Kansas politics bleeds two shades of red

ByABC News
October 20, 2008, 6:29 AM

TOPEKA -- Laura Ostrowski was "not particularly excited" about John McCain.

Rocking her infant son, Matthias, in a sling at the Kansans for Life office here, Ostrowski says she didn't like McCain's support for research on human embryonic stem cells, which she sees as abortion. She saw the Republican as the lesser of two evils.

Then Sarah Palin came along.

"She's somebody a lot of women can identify with. She's a mom. She works. She's conservative," Ostrowski, 23, says of the Alaska governor. "It made me feel I was voting for him rather than against Obama."

Kansas politics may match the color of Dorothy's ruby slippers in The Wizard of Oz, but Republicans in her home state come in two shades of red that often clash. At one end of the spectrum are social conservatives who protest at abortion clinics and push to teach creationism in school. At the other are pro-business moderates who have crossed over to vote for centrist Democrats such as Gov. Kathleen Sebelius.

"McCain has really bridged that divide," says Thomas Frank, author of What's the Matter With Kansas? How Conservatives Won the Heart of America. "The country club set really like McCain, and values voters really like Palin."

Until the Arizona senator chose Palin as his running mate, the Republican rift briefly raised the possibility that Barack Obama could become the first Democrat to carry Kansas since Lyndon Johnson in 1964. Enthusiasm ran highest in January, when Obama, whose mother grew up in Kansas, visited his grandfather's hometown of El Dorado.

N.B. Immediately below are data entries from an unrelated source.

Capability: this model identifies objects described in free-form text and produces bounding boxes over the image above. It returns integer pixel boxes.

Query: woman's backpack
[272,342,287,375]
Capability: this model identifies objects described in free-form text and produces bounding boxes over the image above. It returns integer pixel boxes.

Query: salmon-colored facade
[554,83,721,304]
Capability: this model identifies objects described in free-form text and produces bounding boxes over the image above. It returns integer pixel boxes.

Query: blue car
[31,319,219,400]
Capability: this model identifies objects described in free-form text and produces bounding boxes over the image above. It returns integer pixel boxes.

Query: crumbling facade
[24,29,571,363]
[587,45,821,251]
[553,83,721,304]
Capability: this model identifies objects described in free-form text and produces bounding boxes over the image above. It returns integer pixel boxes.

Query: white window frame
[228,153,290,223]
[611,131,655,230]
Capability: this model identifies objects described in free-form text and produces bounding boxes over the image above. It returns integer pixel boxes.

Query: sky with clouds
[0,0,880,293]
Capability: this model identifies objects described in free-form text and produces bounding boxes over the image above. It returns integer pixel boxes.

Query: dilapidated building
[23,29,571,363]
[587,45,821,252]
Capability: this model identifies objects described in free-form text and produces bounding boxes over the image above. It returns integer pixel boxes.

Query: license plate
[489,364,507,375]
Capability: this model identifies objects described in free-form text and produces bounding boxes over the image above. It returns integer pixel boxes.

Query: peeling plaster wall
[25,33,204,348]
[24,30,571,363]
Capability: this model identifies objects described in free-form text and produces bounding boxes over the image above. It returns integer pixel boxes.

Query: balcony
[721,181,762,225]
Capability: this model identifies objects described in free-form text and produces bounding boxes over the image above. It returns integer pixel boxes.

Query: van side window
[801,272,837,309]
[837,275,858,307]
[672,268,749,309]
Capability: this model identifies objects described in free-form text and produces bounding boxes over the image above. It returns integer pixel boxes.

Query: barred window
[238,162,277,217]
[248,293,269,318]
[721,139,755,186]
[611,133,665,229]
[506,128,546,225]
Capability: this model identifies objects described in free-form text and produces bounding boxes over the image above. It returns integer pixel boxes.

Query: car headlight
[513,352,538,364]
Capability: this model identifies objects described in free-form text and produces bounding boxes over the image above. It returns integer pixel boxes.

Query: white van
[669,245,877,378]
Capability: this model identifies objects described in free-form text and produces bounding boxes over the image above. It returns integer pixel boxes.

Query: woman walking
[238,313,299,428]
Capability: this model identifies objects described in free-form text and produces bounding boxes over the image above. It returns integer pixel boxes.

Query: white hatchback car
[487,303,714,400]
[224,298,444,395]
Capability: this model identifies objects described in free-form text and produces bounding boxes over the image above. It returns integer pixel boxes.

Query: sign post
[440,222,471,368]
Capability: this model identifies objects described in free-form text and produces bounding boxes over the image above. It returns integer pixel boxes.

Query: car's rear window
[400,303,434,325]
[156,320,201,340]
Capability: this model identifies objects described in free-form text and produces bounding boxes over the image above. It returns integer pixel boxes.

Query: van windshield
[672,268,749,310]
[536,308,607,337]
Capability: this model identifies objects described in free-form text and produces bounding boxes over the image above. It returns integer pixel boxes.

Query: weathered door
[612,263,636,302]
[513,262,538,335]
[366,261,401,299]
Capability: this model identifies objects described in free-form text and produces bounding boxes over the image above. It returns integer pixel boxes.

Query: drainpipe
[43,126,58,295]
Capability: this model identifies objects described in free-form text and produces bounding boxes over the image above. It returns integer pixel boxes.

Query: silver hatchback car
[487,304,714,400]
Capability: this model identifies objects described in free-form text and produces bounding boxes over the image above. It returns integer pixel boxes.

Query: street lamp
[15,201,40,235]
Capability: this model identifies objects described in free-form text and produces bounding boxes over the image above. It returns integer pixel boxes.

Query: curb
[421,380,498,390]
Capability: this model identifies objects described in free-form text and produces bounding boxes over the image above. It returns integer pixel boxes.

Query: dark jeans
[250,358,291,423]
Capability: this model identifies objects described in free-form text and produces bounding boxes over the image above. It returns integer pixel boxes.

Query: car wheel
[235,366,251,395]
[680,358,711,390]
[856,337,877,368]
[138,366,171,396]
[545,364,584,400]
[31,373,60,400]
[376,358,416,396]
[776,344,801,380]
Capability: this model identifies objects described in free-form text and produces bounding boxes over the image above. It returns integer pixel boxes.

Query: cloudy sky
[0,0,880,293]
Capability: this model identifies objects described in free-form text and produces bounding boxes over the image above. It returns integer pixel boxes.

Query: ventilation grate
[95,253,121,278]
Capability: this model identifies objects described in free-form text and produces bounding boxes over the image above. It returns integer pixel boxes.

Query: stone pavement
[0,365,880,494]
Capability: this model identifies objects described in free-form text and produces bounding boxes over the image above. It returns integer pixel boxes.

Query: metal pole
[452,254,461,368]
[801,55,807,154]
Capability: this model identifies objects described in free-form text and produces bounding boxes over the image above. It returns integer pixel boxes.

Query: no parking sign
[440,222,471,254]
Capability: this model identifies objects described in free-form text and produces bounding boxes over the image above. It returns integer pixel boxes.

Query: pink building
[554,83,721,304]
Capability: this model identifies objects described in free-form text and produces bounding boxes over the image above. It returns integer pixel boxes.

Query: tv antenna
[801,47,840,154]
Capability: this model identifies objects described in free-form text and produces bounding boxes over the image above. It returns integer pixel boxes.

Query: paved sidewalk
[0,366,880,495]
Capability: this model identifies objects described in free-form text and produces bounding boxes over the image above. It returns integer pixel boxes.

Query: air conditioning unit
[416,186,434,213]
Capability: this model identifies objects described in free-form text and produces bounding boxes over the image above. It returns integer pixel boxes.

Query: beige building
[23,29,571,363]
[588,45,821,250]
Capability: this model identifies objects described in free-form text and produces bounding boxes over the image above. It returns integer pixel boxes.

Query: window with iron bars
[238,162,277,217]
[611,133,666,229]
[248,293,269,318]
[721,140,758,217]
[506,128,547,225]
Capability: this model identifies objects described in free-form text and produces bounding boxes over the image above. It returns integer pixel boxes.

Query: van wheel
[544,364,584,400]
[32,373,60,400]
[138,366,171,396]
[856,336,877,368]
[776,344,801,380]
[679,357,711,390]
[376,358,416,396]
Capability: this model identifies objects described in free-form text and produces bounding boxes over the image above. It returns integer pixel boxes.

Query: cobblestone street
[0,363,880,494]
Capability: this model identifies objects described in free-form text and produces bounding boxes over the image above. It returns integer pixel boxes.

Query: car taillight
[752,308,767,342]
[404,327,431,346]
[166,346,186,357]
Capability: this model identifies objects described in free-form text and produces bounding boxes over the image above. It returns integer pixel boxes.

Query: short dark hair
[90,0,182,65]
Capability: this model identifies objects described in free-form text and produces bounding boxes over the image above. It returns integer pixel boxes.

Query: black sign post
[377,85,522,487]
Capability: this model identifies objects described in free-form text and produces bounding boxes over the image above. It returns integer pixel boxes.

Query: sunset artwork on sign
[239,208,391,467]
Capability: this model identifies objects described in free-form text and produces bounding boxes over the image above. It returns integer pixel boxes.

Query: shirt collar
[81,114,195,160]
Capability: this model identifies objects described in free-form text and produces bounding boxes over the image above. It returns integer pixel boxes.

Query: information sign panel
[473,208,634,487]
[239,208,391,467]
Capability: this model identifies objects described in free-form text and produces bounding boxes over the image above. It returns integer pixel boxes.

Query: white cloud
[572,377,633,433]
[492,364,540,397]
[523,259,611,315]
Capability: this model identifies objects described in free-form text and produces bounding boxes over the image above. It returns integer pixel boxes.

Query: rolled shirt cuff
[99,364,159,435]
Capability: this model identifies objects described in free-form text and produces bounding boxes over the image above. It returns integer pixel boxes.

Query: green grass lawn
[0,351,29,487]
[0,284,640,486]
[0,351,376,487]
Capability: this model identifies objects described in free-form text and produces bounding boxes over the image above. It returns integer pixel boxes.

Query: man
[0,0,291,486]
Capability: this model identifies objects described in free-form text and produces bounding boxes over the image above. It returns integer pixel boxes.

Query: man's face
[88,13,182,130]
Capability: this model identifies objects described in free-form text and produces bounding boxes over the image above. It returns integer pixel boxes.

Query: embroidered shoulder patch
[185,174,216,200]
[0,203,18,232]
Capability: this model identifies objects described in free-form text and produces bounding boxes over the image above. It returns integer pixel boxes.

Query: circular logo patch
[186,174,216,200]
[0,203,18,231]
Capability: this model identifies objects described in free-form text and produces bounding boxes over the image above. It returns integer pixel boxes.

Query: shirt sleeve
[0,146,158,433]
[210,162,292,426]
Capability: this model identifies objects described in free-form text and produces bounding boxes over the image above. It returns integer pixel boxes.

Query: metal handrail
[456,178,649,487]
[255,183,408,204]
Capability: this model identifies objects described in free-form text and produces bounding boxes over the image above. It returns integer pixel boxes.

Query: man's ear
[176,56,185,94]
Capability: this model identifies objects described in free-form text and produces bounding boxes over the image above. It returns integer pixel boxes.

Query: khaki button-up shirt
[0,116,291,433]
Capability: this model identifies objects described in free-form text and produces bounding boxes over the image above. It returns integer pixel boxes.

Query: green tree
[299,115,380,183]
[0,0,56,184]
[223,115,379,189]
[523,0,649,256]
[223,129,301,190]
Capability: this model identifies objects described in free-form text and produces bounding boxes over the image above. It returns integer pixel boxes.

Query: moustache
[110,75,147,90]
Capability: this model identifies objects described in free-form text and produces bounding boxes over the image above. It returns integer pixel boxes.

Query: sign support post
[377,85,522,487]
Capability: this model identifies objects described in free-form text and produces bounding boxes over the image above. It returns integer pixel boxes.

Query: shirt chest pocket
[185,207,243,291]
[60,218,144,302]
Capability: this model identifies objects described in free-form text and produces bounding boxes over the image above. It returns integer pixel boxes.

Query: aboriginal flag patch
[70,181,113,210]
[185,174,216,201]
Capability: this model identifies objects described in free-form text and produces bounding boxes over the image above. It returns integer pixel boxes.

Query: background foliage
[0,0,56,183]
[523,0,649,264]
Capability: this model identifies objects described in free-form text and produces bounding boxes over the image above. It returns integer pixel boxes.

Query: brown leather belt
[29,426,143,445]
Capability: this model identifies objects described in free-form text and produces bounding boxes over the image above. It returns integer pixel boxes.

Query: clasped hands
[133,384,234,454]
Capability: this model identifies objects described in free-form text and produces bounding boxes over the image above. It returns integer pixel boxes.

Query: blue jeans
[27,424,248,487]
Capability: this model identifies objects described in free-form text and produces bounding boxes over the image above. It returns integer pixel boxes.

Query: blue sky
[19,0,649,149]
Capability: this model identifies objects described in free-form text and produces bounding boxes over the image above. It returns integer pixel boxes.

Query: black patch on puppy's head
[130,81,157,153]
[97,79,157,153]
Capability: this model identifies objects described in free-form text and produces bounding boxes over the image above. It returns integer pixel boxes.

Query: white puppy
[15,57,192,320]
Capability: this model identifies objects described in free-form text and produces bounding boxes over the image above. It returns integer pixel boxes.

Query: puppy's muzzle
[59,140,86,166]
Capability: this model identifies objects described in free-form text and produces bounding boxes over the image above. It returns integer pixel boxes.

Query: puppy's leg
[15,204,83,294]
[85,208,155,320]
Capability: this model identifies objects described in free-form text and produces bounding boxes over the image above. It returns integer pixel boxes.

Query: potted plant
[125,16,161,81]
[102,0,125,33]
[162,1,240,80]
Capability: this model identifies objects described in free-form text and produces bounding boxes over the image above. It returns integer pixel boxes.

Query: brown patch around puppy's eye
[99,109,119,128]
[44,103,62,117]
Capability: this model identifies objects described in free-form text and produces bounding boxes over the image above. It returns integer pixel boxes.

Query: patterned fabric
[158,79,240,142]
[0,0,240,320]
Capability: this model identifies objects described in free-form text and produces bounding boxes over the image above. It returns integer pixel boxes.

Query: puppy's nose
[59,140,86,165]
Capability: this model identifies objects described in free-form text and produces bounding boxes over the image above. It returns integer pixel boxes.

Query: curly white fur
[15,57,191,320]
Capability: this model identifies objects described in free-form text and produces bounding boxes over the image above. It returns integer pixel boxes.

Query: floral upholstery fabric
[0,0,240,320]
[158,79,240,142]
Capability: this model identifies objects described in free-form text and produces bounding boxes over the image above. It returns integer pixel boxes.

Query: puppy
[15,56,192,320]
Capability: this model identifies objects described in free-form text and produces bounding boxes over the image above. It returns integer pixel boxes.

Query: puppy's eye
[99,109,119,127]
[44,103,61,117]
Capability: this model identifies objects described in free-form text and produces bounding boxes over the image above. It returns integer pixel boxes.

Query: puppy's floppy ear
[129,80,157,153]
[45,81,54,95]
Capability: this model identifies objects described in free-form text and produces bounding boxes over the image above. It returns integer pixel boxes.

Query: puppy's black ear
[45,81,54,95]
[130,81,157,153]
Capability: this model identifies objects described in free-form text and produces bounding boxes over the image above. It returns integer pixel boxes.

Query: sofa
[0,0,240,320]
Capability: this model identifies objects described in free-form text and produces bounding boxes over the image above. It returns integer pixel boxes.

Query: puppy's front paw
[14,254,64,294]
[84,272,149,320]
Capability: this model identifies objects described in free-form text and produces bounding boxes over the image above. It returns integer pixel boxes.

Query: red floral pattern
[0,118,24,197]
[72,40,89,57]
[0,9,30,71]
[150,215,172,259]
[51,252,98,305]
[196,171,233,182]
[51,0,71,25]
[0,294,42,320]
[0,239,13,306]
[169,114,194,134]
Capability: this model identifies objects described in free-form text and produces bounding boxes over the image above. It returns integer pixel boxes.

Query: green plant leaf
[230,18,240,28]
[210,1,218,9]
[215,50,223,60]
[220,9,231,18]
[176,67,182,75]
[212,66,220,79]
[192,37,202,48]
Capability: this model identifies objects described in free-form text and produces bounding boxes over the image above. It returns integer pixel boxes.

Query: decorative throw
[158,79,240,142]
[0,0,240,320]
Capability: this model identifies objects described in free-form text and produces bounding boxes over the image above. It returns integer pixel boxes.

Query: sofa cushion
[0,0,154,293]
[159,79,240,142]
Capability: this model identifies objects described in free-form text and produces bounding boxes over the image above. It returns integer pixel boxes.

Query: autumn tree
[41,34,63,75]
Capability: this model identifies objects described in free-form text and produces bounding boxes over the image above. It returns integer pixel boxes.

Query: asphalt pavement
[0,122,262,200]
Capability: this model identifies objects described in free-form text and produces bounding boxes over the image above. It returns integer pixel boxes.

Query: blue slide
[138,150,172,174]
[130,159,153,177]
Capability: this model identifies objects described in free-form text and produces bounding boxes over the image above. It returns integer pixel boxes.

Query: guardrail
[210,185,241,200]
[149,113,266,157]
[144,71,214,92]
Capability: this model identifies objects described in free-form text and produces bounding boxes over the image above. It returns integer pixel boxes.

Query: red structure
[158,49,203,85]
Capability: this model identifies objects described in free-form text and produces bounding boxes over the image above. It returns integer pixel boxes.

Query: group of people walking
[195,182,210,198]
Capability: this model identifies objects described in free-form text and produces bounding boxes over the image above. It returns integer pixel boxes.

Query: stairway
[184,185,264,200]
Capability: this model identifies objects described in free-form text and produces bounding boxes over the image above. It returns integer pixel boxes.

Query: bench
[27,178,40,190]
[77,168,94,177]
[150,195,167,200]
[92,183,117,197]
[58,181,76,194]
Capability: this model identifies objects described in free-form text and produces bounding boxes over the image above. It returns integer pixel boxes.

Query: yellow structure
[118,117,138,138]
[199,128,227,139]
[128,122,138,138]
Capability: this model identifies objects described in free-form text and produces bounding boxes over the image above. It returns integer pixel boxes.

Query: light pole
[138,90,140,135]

The connection helped Obama defeat Sen. Hillary Rodham Clinton in the caucuses. It also energized Democrats, who have registered twice as many new voters as Republicans have this year. Voter registration ends today. As of Sept. 1, the GOP had 751,125 voters on its rolls, well ahead of the Democrats' 451,577.

"For the general election," Kansas State University political scientist Joseph Aistrup says, "the question is not whether McCain wins, but by how much."